Example 2: Transferring tokens from child to parent 1. User makes a transaction in the child chain calling the deposit API of the localMint contract (paying for this operation in the child) 2. As validators see the transaction be finalized they call the release endpoint of the KON contract in the parent with the appropriate parameters. This operation costs resources for both parent and child, but both are also being compensated. The child is compensated by the paid transaction in 1. and the parent by the new tokens entering their chain as a result (increasing the value of their chain) 3. When the threshold in KON contract is reached, the desired amount of tokens are taken from the depository and added to the purse at the target address in the parent chain (this happens as a consequence of one of the KON calls in 2.). Note: if insufficient funds are available in the depository then only as many tokens that remain in the depository are taken. 4. When validators in the parent chain see that 3. has been finalized, they call the confirm endpoint of the KON contract in the child with the appropriate parameters. 5. When the threshold in the KON contract is reached, the tokens are removed from the staging set of the localMint and burned (they do not need to be kept in a lockup because they will simply be re-minted if the user transfers them back). 6. If the ttl on the PendingDeposit expires before 5. occurs then the funds are returned to the user (in the child chain).
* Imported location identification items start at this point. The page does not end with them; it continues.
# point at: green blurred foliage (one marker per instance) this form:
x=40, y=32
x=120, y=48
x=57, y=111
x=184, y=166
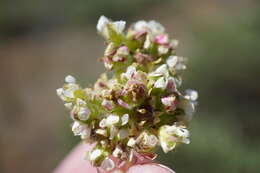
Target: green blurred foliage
x=223, y=66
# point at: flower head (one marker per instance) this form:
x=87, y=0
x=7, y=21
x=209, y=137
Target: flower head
x=137, y=106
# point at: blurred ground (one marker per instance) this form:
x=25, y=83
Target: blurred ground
x=42, y=42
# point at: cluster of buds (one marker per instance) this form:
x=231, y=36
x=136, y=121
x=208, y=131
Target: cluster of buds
x=140, y=107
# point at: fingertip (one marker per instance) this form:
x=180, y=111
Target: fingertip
x=150, y=168
x=74, y=162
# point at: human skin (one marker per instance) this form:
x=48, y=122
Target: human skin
x=74, y=163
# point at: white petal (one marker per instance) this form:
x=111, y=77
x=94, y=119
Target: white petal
x=172, y=61
x=112, y=119
x=83, y=114
x=68, y=105
x=123, y=133
x=117, y=152
x=125, y=119
x=140, y=25
x=102, y=123
x=102, y=22
x=108, y=164
x=160, y=83
x=156, y=27
x=70, y=79
x=119, y=26
x=192, y=94
x=162, y=70
x=95, y=154
x=131, y=142
x=77, y=128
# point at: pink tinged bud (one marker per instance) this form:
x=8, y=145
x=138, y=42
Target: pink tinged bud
x=162, y=39
x=169, y=102
x=108, y=104
x=123, y=104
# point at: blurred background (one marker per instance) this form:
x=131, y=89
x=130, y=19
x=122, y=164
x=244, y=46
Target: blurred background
x=43, y=41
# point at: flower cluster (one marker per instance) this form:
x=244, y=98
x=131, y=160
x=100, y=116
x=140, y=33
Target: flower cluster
x=140, y=106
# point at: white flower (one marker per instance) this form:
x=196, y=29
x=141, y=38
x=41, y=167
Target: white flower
x=117, y=152
x=83, y=113
x=102, y=22
x=123, y=133
x=147, y=42
x=102, y=26
x=81, y=130
x=95, y=154
x=162, y=70
x=130, y=72
x=124, y=119
x=172, y=61
x=119, y=26
x=152, y=26
x=108, y=104
x=80, y=102
x=162, y=39
x=112, y=119
x=169, y=136
x=191, y=95
x=102, y=132
x=68, y=105
x=70, y=79
x=131, y=142
x=60, y=93
x=147, y=141
x=188, y=106
x=102, y=123
x=122, y=51
x=141, y=25
x=169, y=102
x=69, y=90
x=113, y=132
x=162, y=49
x=107, y=164
x=160, y=83
x=156, y=27
x=171, y=84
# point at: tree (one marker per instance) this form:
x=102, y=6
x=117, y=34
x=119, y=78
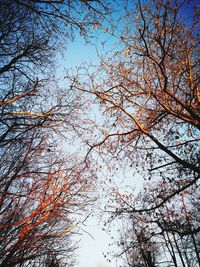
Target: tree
x=149, y=97
x=40, y=187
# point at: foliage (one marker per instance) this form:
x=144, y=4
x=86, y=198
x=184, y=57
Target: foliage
x=149, y=97
x=40, y=187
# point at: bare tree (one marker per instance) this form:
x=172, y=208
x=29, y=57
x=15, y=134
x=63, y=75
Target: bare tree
x=40, y=187
x=147, y=90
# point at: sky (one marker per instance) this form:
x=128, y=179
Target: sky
x=93, y=241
Creating and destroying chains

Fundamentally, a chain only exists as part of the CasperLabs blockdag ecosystem because either (a) it is the root chain or (b) it has a corresponding KON+depository contract pair in a parent chain which is part of the ecosystem. The process of creating and destroying chain therefore amounts to creating and destroying KON+depository contracts (the root chain is never created or destroyed, it simply is). A chain is created as a child of the root chain by calling the chain factory contract which produces the KON+depository corresponding to the chain. The factory takes as parameters the initial KON participants (i.e. initial chain validators), an initial endowment purse to seed the depository (this is possibly empty, but non-empty if the genesis block includes pre-minted CasperLabs tokens), and a chain identifier. The chain identifier is used to identify nodes which belong to each chain (which is needed for validators to send KON transactions back and forth). The chain factory will not allow two chain to be created with the same identifier. Since new chain (other than the root) are independent blockdags with their own genesis block, we cannot guarantee that new chain will include the chain factory in the same way the root has. However, it is encouraged that chains do so if they wish to have child chains of their own.

A chain is destroyed by telling the chain factory to destroy it. A chain can only be destroyed if its depository is empty.

Chains and seigniorage

It is contemplated that seigniorage will be part of the CasperLabs platform to increase the token supply in a controlled way over time. To ensure uniform growth of the token supply, the seigniorage will also be applied to tokens which are locked up in a root chain depository (thus increasing the tokens allocated to each child chain). Again, because the child chains are independent from the root we cannot guarantee that they will pass on any seigniorage onto their own children (if they choose to even allow them).

A Note of Caution

The independence of chains enables rich diversity in the ecosystem, however, also comes with some risk. Tokens which are transferred into a depository are technically under the control of the validators for that chain. There is no way to guarantee that the tokens will appear in the destination address as the protocol would dictate and no mechanism to re-obtain those tokens in the case those validators are indeed faulty. Never commit tokens to a chain that you do not trust.